In the attached diagram, can the relay be powered (the blue ovals) from the same source as the PIC? Would it make sense then to use the optocoupler or a diode would suffice since I would not be able to achieve circuit isolation with the former anyway?
I am hoping to power the relay using the same source as the PIC to reduce complexity.
In the attached diagram, can the relay be powered (the blue ovals) from the same source as the PIC? Would it make sense then to use the optocoupler or a diode would suffice since I would not be able to achieve circuit isolation with the former anyway?
I am hoping to power the relay using the same source as the PIC to reduce complexity.
When driving relay coils I always power them from the input side of the voltage regulator.
As your output is a home appliance so it will switch on more hours.When the relay takes power from the voltage regulators output same as PIC, the voltage regulator getting too much heat.
So when I selecting a relay I always use >8V relays & feed power from regulators input side.
Hi Eric
I got the idea from an article that uses a relay driven from a PC parallel port which uses a optocoupler to provide "better" isolation to protect the port. Wouldn't the concept apply similarly to PIC? Or this is just overly-designed? From your posting, you are ok with powering the relay with the same source as the PIC?
Hi Gayan
Sorry my attachment was a little misleading. The appliance is not a TV or device that would be switched on for hours, but couple of 2-3 mins with longer periods in-between. Even so, I don't think a lot of heat should be generated : The PIC end would be powered from a 9V Wall-wart which is then converted to 5V using a 7805. So power loss = (9V - 5V) * 100mA(max) = 400mW. Is my assumptions correct then?
Hi Eric
I got the idea from an article that uses a relay driven from a PC parallel port which uses a optocoupler to provide "better" isolation to protect the port. Wouldn't the concept apply similarly to PIC? Or this is just overly-designed? From your posting, you are ok with powering the relay with the same source as the PIC?

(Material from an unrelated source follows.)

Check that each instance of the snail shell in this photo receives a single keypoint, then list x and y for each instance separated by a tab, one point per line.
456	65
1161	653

Thks for the prompt response! I just want to be sure: by transistor driven, do you mean something like the attached? The relay I have has the following ratings :
-10A 250VAC
-10A 30VDC
- COIL : 5VDC
Thks for the prompt response! I just want to be sure: by transistor driven, do you mean something like the attached? The relay I have has the following ratings :
-10A 250VAC
-10A 30VDC
- COIL : 5VDC
there is another reason why you don't want to power the relay coil from the same rail as the PIC - Vcc will jump all over the place and the PIC won't like it. You could use a large bypass cap to mitigate the problem but it's better to use a separate rail for the coil. I've see random system resets due to that problem.

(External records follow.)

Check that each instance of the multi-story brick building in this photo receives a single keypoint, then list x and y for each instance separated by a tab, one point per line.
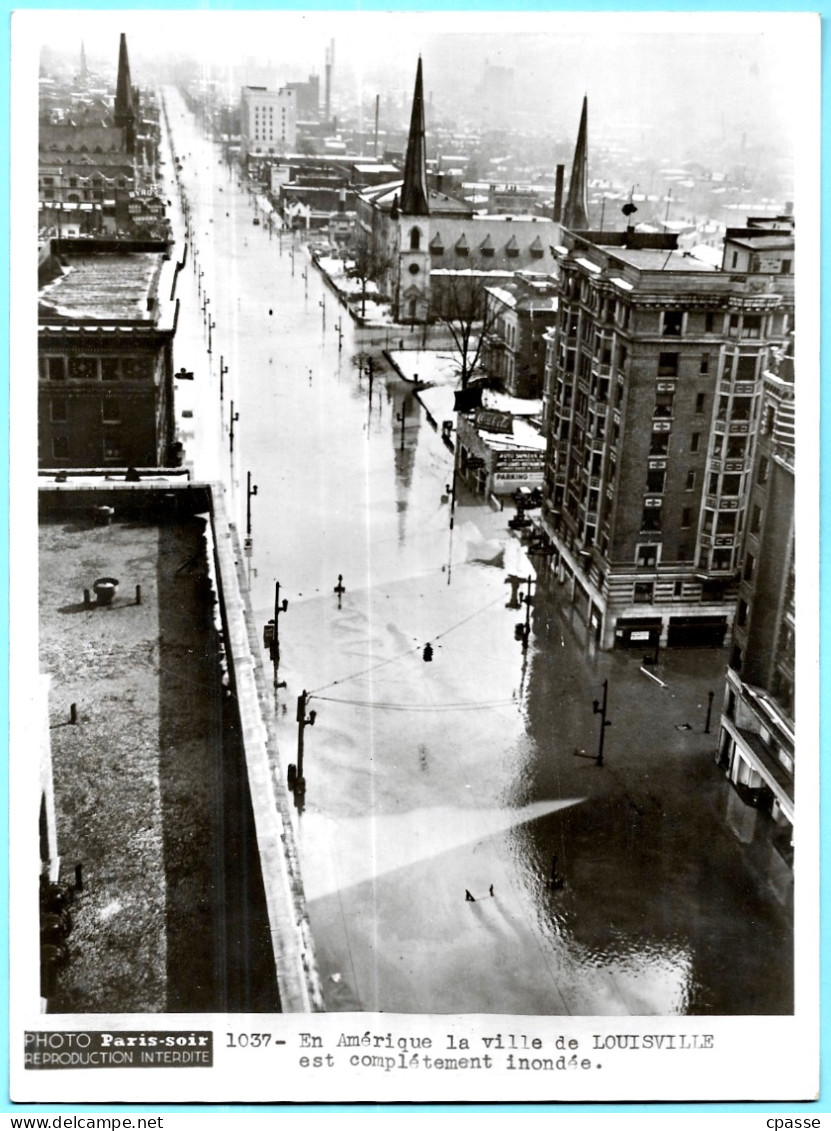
517	316
654	383
105	356
268	122
756	733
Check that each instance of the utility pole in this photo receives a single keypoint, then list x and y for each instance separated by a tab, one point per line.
709	710
250	491
403	417
599	708
234	417
303	722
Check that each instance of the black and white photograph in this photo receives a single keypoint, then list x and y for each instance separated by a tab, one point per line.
414	555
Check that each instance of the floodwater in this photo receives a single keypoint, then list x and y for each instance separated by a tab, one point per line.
474	771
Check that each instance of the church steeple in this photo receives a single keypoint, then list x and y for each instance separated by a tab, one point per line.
414	190
123	87
124	111
576	215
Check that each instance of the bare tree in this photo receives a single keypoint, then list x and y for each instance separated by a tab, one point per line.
460	305
369	264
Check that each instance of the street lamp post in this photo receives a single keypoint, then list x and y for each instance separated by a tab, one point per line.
223	371
303	722
599	708
709	710
249	493
234	417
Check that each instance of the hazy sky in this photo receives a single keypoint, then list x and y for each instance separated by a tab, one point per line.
680	72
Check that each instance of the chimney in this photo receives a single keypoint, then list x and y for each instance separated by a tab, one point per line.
559	193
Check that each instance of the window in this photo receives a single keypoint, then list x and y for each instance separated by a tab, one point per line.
643	593
663	405
112	447
723	559
667	364
650	519
111	412
52	369
655	480
742	407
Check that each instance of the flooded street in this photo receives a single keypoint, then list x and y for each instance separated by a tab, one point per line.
470	771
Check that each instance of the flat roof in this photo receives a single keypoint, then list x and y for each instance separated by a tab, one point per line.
105	286
654	259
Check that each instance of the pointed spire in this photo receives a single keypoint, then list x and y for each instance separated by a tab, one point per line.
123	87
414	190
576	214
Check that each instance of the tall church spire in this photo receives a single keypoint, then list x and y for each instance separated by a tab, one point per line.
414	190
123	88
576	215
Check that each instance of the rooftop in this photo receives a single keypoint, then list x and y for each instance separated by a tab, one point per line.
104	287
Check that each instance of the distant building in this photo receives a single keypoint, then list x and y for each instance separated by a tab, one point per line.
756	743
105	330
268	122
654	388
418	236
517	316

Also, powering the opto's LED and PT from the same rail negates the primary reason to have the optoisolator - isolation. This is why people are saying to just power it directly.
By the way, on the base of the transistor in the last drawing, use a largish resistor (100K to 470K) from base to gnd to prevent start up glitches from causing the relay to engage.

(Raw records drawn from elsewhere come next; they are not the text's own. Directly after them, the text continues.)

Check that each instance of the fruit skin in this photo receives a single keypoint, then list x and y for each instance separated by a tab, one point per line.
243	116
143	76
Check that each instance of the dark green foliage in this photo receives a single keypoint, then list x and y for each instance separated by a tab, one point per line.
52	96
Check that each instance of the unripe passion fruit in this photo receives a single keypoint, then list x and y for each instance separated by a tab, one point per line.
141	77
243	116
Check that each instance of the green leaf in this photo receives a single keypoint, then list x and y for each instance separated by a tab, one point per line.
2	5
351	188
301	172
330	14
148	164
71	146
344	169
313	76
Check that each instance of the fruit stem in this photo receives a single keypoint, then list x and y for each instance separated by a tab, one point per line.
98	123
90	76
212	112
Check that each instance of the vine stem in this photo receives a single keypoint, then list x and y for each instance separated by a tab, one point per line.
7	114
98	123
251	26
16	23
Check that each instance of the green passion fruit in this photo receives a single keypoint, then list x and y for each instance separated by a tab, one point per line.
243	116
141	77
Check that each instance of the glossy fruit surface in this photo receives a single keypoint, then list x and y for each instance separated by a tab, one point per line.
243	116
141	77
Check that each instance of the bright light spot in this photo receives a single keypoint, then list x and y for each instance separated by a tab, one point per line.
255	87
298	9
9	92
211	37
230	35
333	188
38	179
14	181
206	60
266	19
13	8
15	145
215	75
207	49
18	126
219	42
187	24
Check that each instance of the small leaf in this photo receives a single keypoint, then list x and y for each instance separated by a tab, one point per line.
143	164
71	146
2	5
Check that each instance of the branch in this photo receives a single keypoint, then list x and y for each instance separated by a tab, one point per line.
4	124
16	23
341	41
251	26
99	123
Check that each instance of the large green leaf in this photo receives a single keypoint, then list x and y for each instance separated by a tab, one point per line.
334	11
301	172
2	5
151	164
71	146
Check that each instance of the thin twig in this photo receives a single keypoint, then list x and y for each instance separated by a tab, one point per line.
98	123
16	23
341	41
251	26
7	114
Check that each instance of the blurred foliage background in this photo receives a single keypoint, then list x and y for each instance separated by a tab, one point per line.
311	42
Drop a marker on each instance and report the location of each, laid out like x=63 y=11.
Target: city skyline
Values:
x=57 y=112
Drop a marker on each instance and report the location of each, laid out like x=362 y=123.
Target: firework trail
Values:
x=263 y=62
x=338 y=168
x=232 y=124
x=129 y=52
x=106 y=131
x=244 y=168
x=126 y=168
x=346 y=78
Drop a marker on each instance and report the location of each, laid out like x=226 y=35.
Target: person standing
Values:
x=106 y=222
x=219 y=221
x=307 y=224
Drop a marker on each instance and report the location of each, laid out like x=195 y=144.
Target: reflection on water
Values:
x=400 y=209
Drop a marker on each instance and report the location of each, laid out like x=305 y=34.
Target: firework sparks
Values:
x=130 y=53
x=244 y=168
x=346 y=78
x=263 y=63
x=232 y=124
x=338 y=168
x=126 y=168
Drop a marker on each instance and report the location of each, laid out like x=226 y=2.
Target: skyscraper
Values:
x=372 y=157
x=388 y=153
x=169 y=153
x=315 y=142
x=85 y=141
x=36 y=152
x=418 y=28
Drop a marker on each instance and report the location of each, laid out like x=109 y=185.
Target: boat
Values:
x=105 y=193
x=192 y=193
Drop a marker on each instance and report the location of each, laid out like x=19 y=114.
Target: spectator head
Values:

I am feeding an unregulated wall-wart 9V into a 7805 to get a regulated 5V for my PIC. Would taking the 9V to power the relay considered providing a separate power rail? Thks!
I am feeding an unregulated wall-wart 9V into a 7805 to get a regulated 5V for my PIC. Would taking the 9V to power the relay considered providing a separate power rail? Thks!
hi,
Providing the relay is rated for 9V operation, if its 5V, running it at 9V would cause overheating of the coil.
You could connect a 3V9 zener diode [suitable current rating] in series with top of the relay coil.
Or choose a suitable series resistor.
there is another reason why you don't want to power the relay coil from the same rail as the PIC - Vcc will jump all over the place and the PIC won't like it. You could use a large bypass cap to mitigate the problem but it's better to use a separate rail for the coil. I've see random system resets due to that problem.
Also, powering the opto's LED and PT from the same rail negates the primary reason to have the optoisolator - isolation. This is why people are saying to just power it directly.
By the way, on the base of the transistor in the last drawing, use a largish resistor (100K to 470K) from base to gnd to prevent start up glitches from causing the relay to engage.
Could you please clarify what does it mean by same rail. I have a problem when the AC load is connected to the relay. I powered both the pic micro controller and 5v relay with 5v. The controller hangs after a couple of seconds. It happens only when I connect the AC load. Some noise is travelling back to the micro controller. I have also used a diode across the relay. Now I am planning to use optocoupler, but still planning to keep one power supply (5v) powering both pic and the relay with 5v Orelse I can do voltage division and supply 3.3V to the pic micro controller and 5v to relay. (since many say that using same voltage and power supply for pic and relay causes problems)